The Brooklyn-based artist Ioana Manolache grew up in Babadag, Romania, a tiny village where her father was a minister. From an early age, she was drawn to the images that lined her church’s walls, paintings that seemed to stare down at her from their holy perches. Along with other children, she learned how to paint in the manner of Orthodox icons, but always felt as if the attention was misplaced, and that the portraits of religious figures were of secondary importance.
Years later, Manolache is pursuing a career as an artist, having completed college and graduate studies in fine arts in New York. We caught up with the Brooklyn-based painter about her current series, “Mother’s Knots,” to discuss the evolution of her practice, her interest in objects and iconography, and just what it takes to complete these intricate, highly personal works of art.
How did you begin this series?
My current body of work—”Mother’s Knots”—began when I asked my mother to bring me a flag from Romania, where she was going to visit for the first time in 16 years. She ended up coming back with even, all small flags, low quality—obviously mass produced to imitate a fine silk or satin, and meant to appear precious.
What attracted me to them were the details, physical moments that complicated the idealized symbol the object was meant to represent—the red thread used at the seams that puckered and warped the surface, or the plastic wrapping the flags were packaged in.
Do you prepare for the paintings in any way? How much stock do you put in translating your original idea into the finished product?
I usually make one sketch on loose canvas paper to help capture the key formal elements—the shape, color, and general composition—which I keep on my studio wall for the duration of the painting. The sketch helps me remember the essentials, from the initial moment that sparked my interest. It’s usually a very quick and loose drawing, something that captures my first impulsive attraction. On a grand scale, the final paintings end up pretty similar to that original idea, but there are a lot of nuances that evolve over the course of the painting process. Everything is casually arranged to allow for changes of light, or accidents that might enter the work, making the object, and the painting more activated and alive.
I bring the object—in this case the (ribbon) flags—into the studio and let it develop its own history in my space.

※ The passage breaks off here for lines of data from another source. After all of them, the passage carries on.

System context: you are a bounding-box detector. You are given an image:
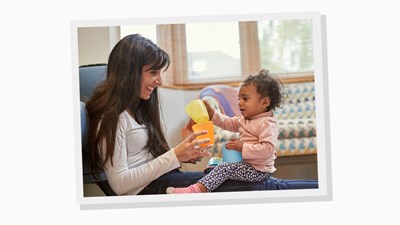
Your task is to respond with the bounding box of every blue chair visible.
[79,64,116,196]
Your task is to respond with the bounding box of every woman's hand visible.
[183,157,203,164]
[202,99,215,120]
[174,130,212,163]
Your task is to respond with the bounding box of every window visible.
[185,22,241,83]
[258,19,313,76]
[119,18,314,87]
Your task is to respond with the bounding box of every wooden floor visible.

I actively try not to ‘design’ my compositions, as it’s much more enriching to discover formal moments in something that was outside my control.

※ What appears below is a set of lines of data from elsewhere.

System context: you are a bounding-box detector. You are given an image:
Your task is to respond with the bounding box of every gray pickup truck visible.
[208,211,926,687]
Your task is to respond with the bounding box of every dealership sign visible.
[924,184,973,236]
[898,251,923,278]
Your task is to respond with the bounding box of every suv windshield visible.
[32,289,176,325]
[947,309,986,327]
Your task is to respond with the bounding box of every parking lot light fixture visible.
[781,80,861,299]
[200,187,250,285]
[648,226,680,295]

What kind of materials do you use?
While I’m not fetishistic about the tools I’m using, I need to know their characteristics intimately to employ them. I think of these materials as tools that allow me to get a painterly effect that matches the object’s properties, as I imagine them. I invest in Old Holland oil paint for the brightest hues; the amount of pigment is high and this has a direct effect on the final painting, allowing me to capture the full range of blue, red, and yellow.

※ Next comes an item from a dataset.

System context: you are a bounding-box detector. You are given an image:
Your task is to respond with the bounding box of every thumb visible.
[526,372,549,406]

In this series, since it really is grounded in these primary colors, do you ever get tired of using the same three colors?
That’s a great question, and this is actually my first time completing a series in this way. I actually really enjoy the simplicity of the idea, but really because [the flags] are such poor quality, so it gives me a lot of range.
It’s not as if pure pigment comes straight out of the tube.
Right, and that’s what attracted me in the first place to these flags, covered in plastic. You can see through the perforated holes of the plastic, a glimpse of the truer-color beneath, and so depending on the opacity, it changes the color. There is no such thing as a “true blue” or “true red,” which is a perfect metaphor for these flags.